I understand the communities are much larger all around the world when compared to Finland, but there are so many small things that could improve these big and famous contests abroad. We at AMV Finland (AMV.fi) have been working for years to improve our contests and we try to experiment with new ideas constantly. I've noticed things seem to be following the same pattern in big contests in America, and don't really seem to change and therefore things don't really improve either. Of course, the old saying "if it ain't broke, why fix it?" is true here, but just because something isn't broken doesn't mean it doesn't need fixing.
So without further ado, this is (hopefully) a short and sweet list of things why Finland does things better in my opinion.
Contests in Finland strive to be as transparent and fair as possible. In every AMV.fi contest the panel of judges (4) is published on the convention website as well as the AMV.fi YouTube channel before the contest deadline. The judges receive a set of rules to follow during the judging, which is also visible to the public and can be found on the AMV.fi website (in Finnish).

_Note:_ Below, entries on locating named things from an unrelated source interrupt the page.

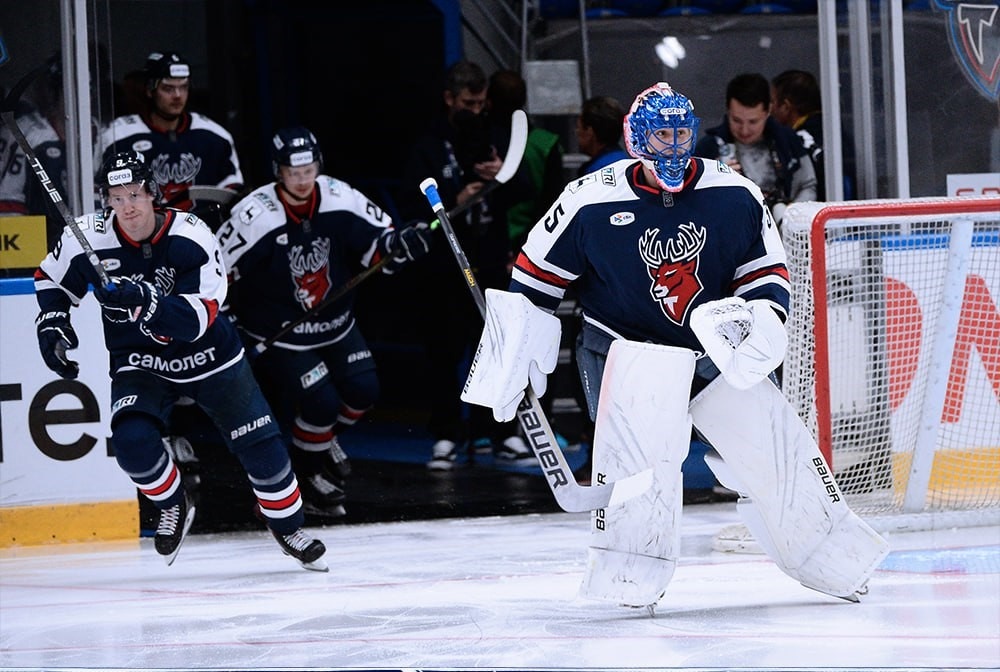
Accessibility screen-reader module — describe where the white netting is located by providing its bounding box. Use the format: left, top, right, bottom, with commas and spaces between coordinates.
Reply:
782, 198, 1000, 521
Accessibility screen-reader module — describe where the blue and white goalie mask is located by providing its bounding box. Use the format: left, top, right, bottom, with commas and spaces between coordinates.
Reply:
624, 82, 700, 192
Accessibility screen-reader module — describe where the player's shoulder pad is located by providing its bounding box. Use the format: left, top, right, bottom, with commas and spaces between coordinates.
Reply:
692, 157, 764, 203
229, 182, 285, 226
316, 175, 351, 198
164, 208, 215, 247
191, 112, 233, 144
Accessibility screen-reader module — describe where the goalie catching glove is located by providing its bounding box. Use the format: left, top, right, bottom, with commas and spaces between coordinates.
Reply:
94, 277, 161, 324
35, 310, 80, 380
691, 296, 788, 390
383, 221, 431, 275
462, 289, 562, 422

After the deadline the judges proceed to do the preliminary judging. The scores and documentation of the preliminary judgingare posted on the AMV.fi website after the contest.
- Online activity
Information about all AMV.fi contests and events is shared on AMV.fi's social media accounts, so that even though the contests spread out to different conventions, the relevant information can still be reliably found in one place. The winners are posted on AMV.fi social media immediately after the contest, and on the AMV.fi website (with judges reasons and justifications for the awards) the next day after the convention takes place. The contestants don't have to "wait around" for information on how their video did in the contest.
- Shared practices
All of the AMV.fi contests follow the same template of rules with small differences in each contest to make the contests unique, but still a united set. The rules template can be found on our website, along with the scoring template used in all of our contests for conducting the preliminary judging. With the shared practices, contestants don't need to stress over "what were the rules here again?", as mostly the contests follow the same pattern.
- Video feedback
All contestants are able to ask for feedback via the AMV coordinator, which is written by the judges of the contest and then sent to the contestant. The amount of people asking for feedback varies a lot depending on the contest and sometimes it takes a long time for the judges to finish, but I do love this about Finnish contests and think it's very much necessary abroad, in any shape or form.

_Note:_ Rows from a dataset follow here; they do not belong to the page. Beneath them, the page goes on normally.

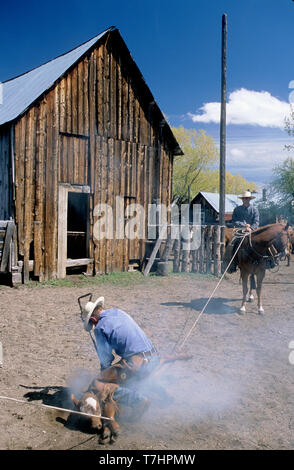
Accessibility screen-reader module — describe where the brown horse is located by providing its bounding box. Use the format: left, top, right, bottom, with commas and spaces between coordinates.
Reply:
236, 223, 289, 314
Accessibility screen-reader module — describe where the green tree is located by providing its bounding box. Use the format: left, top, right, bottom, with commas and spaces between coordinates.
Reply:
173, 126, 258, 203
272, 157, 294, 203
172, 126, 218, 202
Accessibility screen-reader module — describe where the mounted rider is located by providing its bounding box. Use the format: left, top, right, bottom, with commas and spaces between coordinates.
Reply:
224, 190, 259, 273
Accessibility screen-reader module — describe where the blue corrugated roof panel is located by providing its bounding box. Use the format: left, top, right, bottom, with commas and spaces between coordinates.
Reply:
0, 28, 112, 125
201, 191, 241, 214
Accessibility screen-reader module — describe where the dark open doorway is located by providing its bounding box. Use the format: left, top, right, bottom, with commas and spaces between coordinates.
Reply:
67, 191, 89, 259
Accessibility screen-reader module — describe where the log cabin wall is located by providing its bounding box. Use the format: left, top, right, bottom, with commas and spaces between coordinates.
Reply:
0, 126, 13, 220
14, 31, 174, 280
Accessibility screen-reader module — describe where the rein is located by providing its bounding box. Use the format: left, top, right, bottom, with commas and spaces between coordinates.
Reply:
249, 232, 280, 260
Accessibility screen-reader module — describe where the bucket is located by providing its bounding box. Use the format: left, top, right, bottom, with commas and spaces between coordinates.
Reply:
157, 261, 169, 276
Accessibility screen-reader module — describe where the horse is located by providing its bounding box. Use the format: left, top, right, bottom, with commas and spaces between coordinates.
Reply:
236, 223, 289, 314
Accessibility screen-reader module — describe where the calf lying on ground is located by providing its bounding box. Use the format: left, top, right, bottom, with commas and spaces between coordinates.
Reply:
71, 379, 150, 444
71, 381, 119, 444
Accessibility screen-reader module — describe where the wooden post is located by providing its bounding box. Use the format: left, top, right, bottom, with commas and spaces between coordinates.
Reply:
199, 225, 205, 273
191, 242, 199, 273
219, 14, 227, 268
34, 221, 42, 276
173, 238, 180, 273
205, 225, 213, 274
213, 225, 221, 277
182, 242, 190, 273
0, 221, 14, 272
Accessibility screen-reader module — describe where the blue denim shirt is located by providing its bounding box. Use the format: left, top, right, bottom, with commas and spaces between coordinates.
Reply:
94, 308, 153, 369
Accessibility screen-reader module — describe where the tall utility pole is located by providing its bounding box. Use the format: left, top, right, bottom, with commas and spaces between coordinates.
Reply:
219, 14, 227, 253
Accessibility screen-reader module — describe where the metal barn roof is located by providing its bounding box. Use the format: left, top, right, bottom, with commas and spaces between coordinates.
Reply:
0, 27, 113, 125
194, 191, 241, 213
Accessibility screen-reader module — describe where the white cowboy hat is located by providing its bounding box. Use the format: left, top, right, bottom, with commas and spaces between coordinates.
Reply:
84, 297, 104, 331
238, 191, 255, 199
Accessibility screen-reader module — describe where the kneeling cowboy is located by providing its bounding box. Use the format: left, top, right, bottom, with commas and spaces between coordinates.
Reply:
225, 190, 259, 273
84, 297, 160, 383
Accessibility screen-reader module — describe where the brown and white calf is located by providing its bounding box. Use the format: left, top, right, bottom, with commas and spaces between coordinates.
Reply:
71, 380, 120, 444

As a contestant and organizer these are very small things that make the contests so much better in my opinion. I find that transparency especially is crucial in AMV contests, and that most contest abroad are lacking it so much, as mostly when competing abroad all I have are questions.

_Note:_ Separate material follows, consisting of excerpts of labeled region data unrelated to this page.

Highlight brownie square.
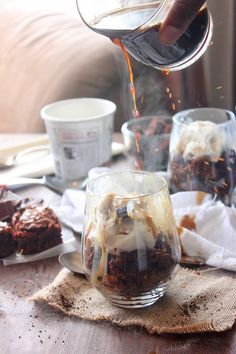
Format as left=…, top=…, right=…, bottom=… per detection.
left=0, top=222, right=15, bottom=258
left=12, top=205, right=62, bottom=255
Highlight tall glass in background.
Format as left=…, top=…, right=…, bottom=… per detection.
left=77, top=0, right=213, bottom=70
left=82, top=171, right=180, bottom=308
left=168, top=108, right=236, bottom=204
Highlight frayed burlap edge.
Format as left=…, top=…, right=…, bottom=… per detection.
left=30, top=268, right=236, bottom=334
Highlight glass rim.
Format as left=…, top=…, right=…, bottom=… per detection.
left=76, top=0, right=170, bottom=37
left=172, top=107, right=236, bottom=126
left=86, top=170, right=168, bottom=200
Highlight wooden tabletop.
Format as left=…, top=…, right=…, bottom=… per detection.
left=0, top=134, right=236, bottom=354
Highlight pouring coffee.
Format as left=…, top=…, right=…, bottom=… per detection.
left=77, top=0, right=213, bottom=71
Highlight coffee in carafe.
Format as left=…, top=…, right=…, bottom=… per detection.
left=78, top=0, right=213, bottom=71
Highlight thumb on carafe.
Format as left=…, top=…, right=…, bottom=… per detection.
left=158, top=0, right=205, bottom=45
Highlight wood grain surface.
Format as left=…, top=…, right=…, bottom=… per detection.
left=0, top=135, right=236, bottom=354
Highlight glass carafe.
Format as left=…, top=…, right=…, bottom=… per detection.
left=77, top=0, right=213, bottom=71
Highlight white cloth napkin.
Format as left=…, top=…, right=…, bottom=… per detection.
left=54, top=189, right=236, bottom=271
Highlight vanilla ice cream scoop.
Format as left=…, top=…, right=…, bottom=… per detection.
left=177, top=121, right=226, bottom=161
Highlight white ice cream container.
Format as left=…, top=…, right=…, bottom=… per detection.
left=40, top=98, right=116, bottom=181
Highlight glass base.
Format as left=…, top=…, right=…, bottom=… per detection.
left=109, top=284, right=168, bottom=309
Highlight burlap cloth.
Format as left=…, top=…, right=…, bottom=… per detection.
left=31, top=268, right=236, bottom=333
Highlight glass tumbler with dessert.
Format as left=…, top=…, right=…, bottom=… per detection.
left=168, top=108, right=236, bottom=205
left=82, top=171, right=180, bottom=308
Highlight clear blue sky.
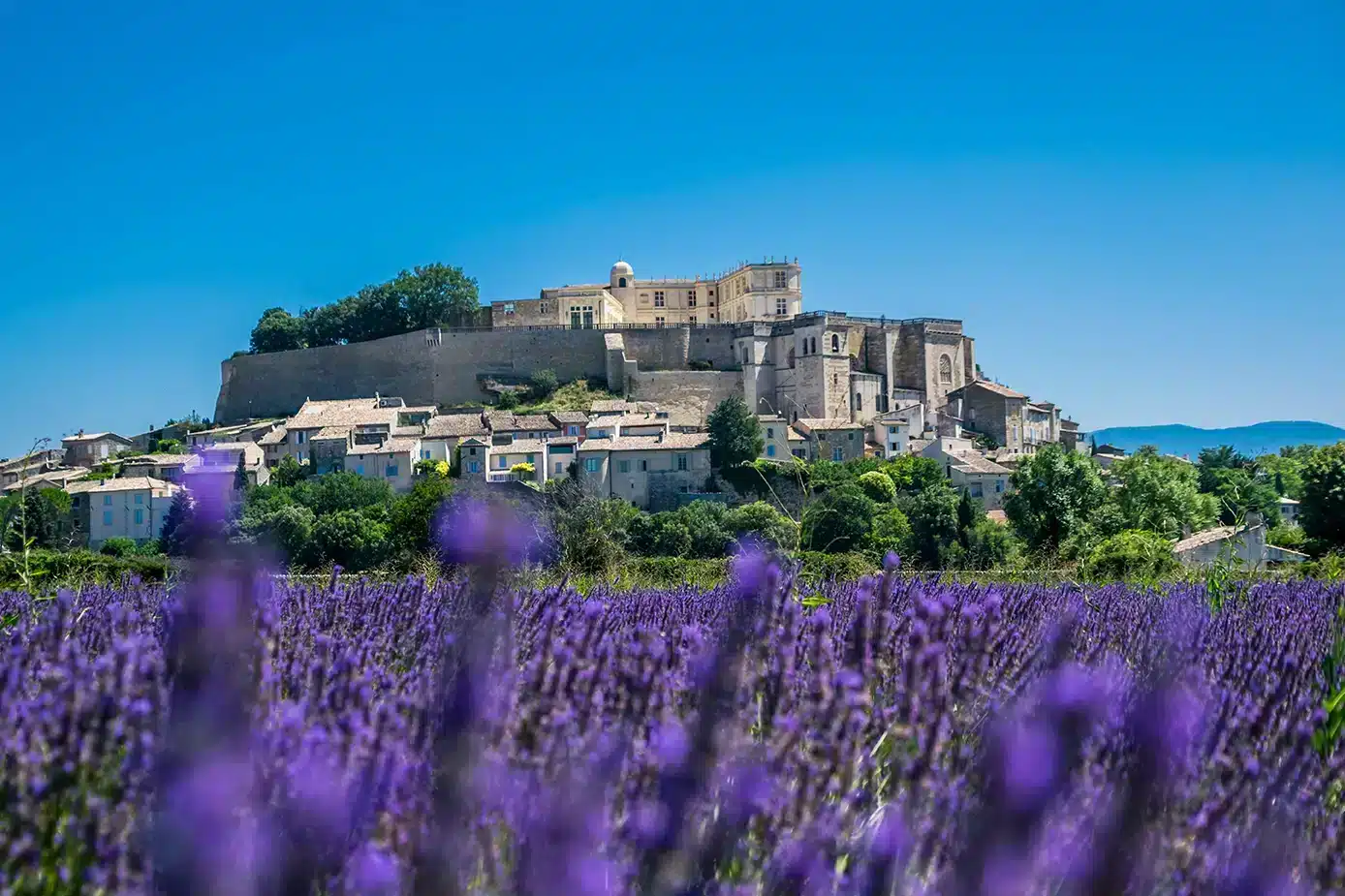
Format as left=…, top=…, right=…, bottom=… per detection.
left=0, top=0, right=1345, bottom=456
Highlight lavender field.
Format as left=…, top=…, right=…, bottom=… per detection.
left=0, top=533, right=1345, bottom=895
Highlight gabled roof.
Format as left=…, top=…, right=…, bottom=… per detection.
left=794, top=417, right=863, bottom=432
left=949, top=380, right=1027, bottom=398
left=950, top=450, right=1009, bottom=477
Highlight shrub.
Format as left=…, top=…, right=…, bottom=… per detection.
left=1085, top=529, right=1178, bottom=580
left=857, top=470, right=897, bottom=505
left=98, top=539, right=136, bottom=557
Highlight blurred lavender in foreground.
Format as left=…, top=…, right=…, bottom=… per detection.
left=0, top=495, right=1345, bottom=896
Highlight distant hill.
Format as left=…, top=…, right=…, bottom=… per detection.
left=1093, top=419, right=1345, bottom=460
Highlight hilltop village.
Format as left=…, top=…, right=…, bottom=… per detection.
left=0, top=259, right=1293, bottom=568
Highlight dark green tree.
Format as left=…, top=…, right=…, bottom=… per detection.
left=1299, top=442, right=1345, bottom=550
left=1005, top=446, right=1107, bottom=551
left=1110, top=446, right=1217, bottom=539
left=252, top=308, right=306, bottom=354
left=706, top=395, right=766, bottom=470
left=801, top=485, right=876, bottom=553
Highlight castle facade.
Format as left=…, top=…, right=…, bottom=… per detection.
left=491, top=259, right=803, bottom=329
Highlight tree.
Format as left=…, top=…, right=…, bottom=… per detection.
left=1110, top=446, right=1217, bottom=539
left=269, top=454, right=308, bottom=488
left=252, top=308, right=306, bottom=355
left=883, top=454, right=949, bottom=495
left=801, top=485, right=876, bottom=553
left=706, top=395, right=766, bottom=470
left=292, top=473, right=392, bottom=516
left=897, top=480, right=957, bottom=570
left=1084, top=529, right=1177, bottom=580
left=159, top=488, right=197, bottom=557
left=1005, top=446, right=1107, bottom=551
left=724, top=501, right=798, bottom=550
left=856, top=470, right=897, bottom=505
left=863, top=508, right=911, bottom=558
left=313, top=510, right=389, bottom=570
left=1299, top=442, right=1345, bottom=550
left=389, top=471, right=454, bottom=553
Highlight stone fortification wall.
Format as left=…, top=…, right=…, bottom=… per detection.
left=215, top=328, right=607, bottom=422
left=625, top=370, right=742, bottom=426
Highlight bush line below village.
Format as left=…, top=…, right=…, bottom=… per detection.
left=8, top=389, right=1345, bottom=582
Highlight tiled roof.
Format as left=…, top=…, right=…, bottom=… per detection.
left=513, top=415, right=555, bottom=430
left=350, top=439, right=417, bottom=454
left=794, top=417, right=863, bottom=432
left=425, top=415, right=485, bottom=439
left=121, top=454, right=197, bottom=467
left=78, top=477, right=177, bottom=492
left=1173, top=526, right=1237, bottom=554
left=579, top=432, right=710, bottom=450
left=953, top=450, right=1009, bottom=477
left=257, top=426, right=289, bottom=446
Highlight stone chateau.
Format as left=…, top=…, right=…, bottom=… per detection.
left=215, top=254, right=977, bottom=425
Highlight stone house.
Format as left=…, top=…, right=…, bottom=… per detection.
left=1279, top=495, right=1298, bottom=526
left=870, top=404, right=925, bottom=459
left=1173, top=512, right=1307, bottom=568
left=67, top=477, right=179, bottom=550
left=420, top=412, right=489, bottom=463
left=794, top=418, right=864, bottom=463
left=939, top=380, right=1041, bottom=453
left=577, top=432, right=710, bottom=511
left=60, top=430, right=136, bottom=468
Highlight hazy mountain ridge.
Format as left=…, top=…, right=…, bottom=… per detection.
left=1093, top=419, right=1345, bottom=460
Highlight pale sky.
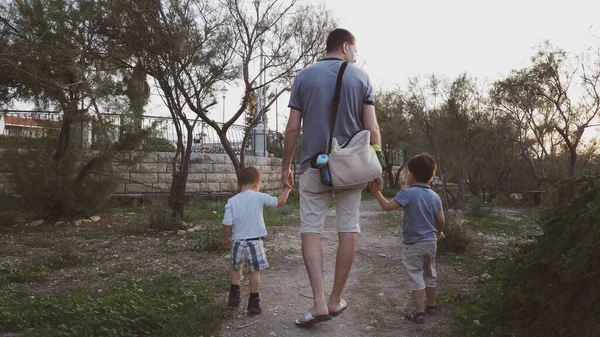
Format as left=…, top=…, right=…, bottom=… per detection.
left=12, top=0, right=600, bottom=136
left=149, top=0, right=600, bottom=137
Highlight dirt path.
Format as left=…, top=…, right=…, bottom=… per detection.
left=221, top=200, right=448, bottom=337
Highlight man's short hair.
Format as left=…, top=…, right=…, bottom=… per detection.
left=408, top=153, right=437, bottom=183
left=327, top=28, right=355, bottom=53
left=238, top=167, right=260, bottom=186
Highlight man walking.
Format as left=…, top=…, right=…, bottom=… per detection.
left=281, top=29, right=381, bottom=326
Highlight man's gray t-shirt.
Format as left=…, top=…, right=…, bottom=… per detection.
left=223, top=190, right=278, bottom=241
left=394, top=184, right=442, bottom=243
left=288, top=58, right=373, bottom=173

who decides the finalists?
how are finalists decided?
how close was I to the finals / to placing?
what could I do better next time?
I want to emphasize that the point of this thread is not to bash or diss the way contests are done, it's to try to find the answers to my questions and hopefully get some sort of change going for future contests. I am not bringing out any specific contests, and I am interested to hear how things are done "behind the scenes" around the world! Maybe these practices are already in place somewhere and I just haven't seen it?